Implementation:LLMBook zh LLMBook zh github io PTDataset
| Knowledge Sources | |
|---|---|
| Domains | NLP, Data_Engineering |
| Last Updated | 2026-02-08 00:00 GMT |
Overview
Concrete tool for pre-training data preparation that tokenizes, concatenates, and chunks text into fixed-length sequences provided by the LLMBook repository.
Description
The PTDataset class loads a text dataset, tokenizes it using a HuggingFace tokenizer, concatenates all token sequences into a continuous stream, and chunks them into fixed-length blocks. It produces (input_ids, labels) pairs where labels are copies of input_ids (the model internally handles the shift for next-token prediction).
Usage
Import this class when setting up pre-training data for a causal language model using HuggingFace Trainer.

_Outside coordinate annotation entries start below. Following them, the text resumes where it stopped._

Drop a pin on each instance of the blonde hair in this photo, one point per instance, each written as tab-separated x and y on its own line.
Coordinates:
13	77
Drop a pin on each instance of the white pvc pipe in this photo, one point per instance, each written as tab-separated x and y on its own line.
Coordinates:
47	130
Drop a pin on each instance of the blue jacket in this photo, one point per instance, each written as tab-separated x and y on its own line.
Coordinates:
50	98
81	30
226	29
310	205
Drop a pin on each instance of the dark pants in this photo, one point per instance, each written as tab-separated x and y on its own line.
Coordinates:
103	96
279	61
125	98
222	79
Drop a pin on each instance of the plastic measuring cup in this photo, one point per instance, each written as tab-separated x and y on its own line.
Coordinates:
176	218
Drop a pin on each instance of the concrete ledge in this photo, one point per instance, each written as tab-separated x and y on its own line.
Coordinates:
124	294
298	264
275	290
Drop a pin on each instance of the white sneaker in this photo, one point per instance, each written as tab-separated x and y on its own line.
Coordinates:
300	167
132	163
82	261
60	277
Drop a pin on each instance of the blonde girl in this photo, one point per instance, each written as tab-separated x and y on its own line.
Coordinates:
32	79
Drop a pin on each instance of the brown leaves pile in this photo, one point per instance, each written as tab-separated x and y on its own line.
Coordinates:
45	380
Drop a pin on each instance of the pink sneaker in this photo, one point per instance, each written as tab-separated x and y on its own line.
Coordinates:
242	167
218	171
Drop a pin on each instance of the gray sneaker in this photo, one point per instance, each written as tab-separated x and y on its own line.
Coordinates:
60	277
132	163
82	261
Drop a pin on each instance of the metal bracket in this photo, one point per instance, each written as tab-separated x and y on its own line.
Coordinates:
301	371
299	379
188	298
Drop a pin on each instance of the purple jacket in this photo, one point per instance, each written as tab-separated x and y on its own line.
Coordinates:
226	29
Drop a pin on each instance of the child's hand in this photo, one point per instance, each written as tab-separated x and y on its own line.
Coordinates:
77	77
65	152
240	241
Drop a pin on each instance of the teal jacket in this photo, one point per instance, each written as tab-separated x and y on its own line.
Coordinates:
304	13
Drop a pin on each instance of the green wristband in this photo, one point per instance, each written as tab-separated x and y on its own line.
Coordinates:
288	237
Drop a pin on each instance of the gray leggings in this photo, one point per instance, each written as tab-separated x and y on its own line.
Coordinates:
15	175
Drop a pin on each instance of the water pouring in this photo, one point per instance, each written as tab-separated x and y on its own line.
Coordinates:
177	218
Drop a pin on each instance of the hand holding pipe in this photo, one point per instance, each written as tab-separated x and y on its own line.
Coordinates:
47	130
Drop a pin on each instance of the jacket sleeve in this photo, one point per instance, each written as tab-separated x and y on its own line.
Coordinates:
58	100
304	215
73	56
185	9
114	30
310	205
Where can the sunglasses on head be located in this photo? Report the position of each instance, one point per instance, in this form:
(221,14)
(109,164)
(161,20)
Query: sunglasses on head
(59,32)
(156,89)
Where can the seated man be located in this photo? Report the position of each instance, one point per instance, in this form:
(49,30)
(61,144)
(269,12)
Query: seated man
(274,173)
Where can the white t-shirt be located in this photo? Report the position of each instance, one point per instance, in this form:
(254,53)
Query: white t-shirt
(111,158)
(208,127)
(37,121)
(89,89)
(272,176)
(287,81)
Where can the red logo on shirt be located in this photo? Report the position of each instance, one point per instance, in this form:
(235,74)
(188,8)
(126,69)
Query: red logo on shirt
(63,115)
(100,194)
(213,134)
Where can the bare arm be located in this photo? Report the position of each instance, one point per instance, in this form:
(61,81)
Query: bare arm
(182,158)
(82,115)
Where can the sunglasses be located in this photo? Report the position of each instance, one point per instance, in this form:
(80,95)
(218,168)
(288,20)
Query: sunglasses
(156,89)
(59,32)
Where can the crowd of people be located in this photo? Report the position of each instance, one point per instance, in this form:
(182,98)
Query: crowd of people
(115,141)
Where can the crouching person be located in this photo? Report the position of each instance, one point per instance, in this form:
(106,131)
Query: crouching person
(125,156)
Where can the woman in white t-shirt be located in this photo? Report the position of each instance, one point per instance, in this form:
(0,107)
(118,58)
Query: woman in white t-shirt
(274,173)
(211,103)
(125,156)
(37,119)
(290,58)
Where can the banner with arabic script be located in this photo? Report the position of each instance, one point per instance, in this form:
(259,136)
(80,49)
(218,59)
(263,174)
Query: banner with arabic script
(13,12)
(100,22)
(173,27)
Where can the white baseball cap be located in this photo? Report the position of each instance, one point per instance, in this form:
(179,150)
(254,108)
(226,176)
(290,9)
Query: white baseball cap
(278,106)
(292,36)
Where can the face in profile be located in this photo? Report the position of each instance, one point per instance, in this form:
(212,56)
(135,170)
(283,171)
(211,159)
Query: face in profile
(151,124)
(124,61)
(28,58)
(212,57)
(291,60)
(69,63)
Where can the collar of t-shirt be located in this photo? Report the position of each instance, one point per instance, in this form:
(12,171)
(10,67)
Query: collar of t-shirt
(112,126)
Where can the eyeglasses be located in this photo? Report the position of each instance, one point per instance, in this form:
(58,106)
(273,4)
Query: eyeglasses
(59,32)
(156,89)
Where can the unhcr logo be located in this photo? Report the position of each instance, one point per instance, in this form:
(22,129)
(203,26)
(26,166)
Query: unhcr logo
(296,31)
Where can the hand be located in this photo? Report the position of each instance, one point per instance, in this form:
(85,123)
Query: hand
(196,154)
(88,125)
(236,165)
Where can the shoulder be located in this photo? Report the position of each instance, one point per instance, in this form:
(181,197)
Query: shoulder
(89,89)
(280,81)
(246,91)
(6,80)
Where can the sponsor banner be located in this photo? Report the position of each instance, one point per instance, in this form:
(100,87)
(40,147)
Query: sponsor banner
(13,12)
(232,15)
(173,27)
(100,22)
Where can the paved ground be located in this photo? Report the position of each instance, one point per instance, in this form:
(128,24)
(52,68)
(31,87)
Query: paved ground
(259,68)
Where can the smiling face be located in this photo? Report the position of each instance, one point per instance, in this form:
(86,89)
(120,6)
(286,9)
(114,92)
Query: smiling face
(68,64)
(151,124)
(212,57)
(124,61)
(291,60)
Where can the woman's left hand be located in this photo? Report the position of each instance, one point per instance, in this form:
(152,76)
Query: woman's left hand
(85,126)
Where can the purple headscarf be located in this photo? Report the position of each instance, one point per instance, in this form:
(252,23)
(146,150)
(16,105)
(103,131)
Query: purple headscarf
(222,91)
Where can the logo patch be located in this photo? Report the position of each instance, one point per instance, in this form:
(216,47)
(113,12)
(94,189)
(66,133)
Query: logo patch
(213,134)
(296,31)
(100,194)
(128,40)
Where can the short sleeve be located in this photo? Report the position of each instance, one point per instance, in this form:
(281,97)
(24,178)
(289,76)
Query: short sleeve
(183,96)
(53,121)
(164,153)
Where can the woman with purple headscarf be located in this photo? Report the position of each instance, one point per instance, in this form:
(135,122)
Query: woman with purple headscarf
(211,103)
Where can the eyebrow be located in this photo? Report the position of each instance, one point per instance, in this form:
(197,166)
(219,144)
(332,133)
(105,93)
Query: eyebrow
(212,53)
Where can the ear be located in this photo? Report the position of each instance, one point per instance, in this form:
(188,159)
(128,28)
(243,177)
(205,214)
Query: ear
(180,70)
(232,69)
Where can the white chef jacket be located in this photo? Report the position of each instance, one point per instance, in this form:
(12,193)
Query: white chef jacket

Pass it as train_dataset to the Trainer.
Code Reference
Source Location
- Repository: LLMBook-zh
- File: code/6.3 预训练数据类.py
- Lines: 6-52
Signature
class PTDataset:
def __init__(self, args, tokenizer):
"""
Args:
args: Training arguments with 'dataset' (file path) and 'model_max_length' attributes.
tokenizer: HuggingFace AutoTokenizer instance.
"""
def __len__(self) -> int:
"""Returns number of training examples (blocks)."""
def __getitem__(self, i) -> dict:
"""Returns dict(input_ids=Tensor, labels=Tensor) for block i."""
def encode(self, examples: dict) -> dict:
"""Tokenizes text examples using the tokenizer."""
def group_texts(self, examples: list) -> list:
"""Concatenates all token sequences and chunks into blocks of block_size."""
def process(self) -> list:
"""Loads dataset, tokenizes, and returns list of token ID tensors."""
Import
from dataset.pt_dataset import PTDataset
I/O Contract
Inputs
| Name | Type | Required | Description |
|---|---|---|---|
| args | Arguments | Yes | Training arguments with dataset path and model_max_length |
| tokenizer | AutoTokenizer | Yes | HuggingFace tokenizer for encoding text |
Outputs
| Name | Type | Description |
|---|---|---|
| __getitem__ returns | dict | dict(input_ids=Tensor[block_size], labels=Tensor[block_size]) |
| input_ids | list[Tensor] | List of token ID tensors, each of length block_size |
| labels | list[Tensor] | Copy of input_ids (causal LM target) |
Usage Examples
from transformers import AutoTokenizer
from dataset.pt_dataset import PTDataset
# Setup
tokenizer = AutoTokenizer.from_pretrained("meta-llama/Llama-2-7b-hf")
class Args:
dataset = "path/to/train.txt"
model_max_length = 2048
args = Args()
# Create dataset
dataset = PTDataset(args, tokenizer)
print(f"Number of training blocks: {len(dataset)}")
# Access a single example
example = dataset[0]
print(f"input_ids shape: {example['input_ids'].shape}")
print(f"labels shape: {example['labels'].shape}")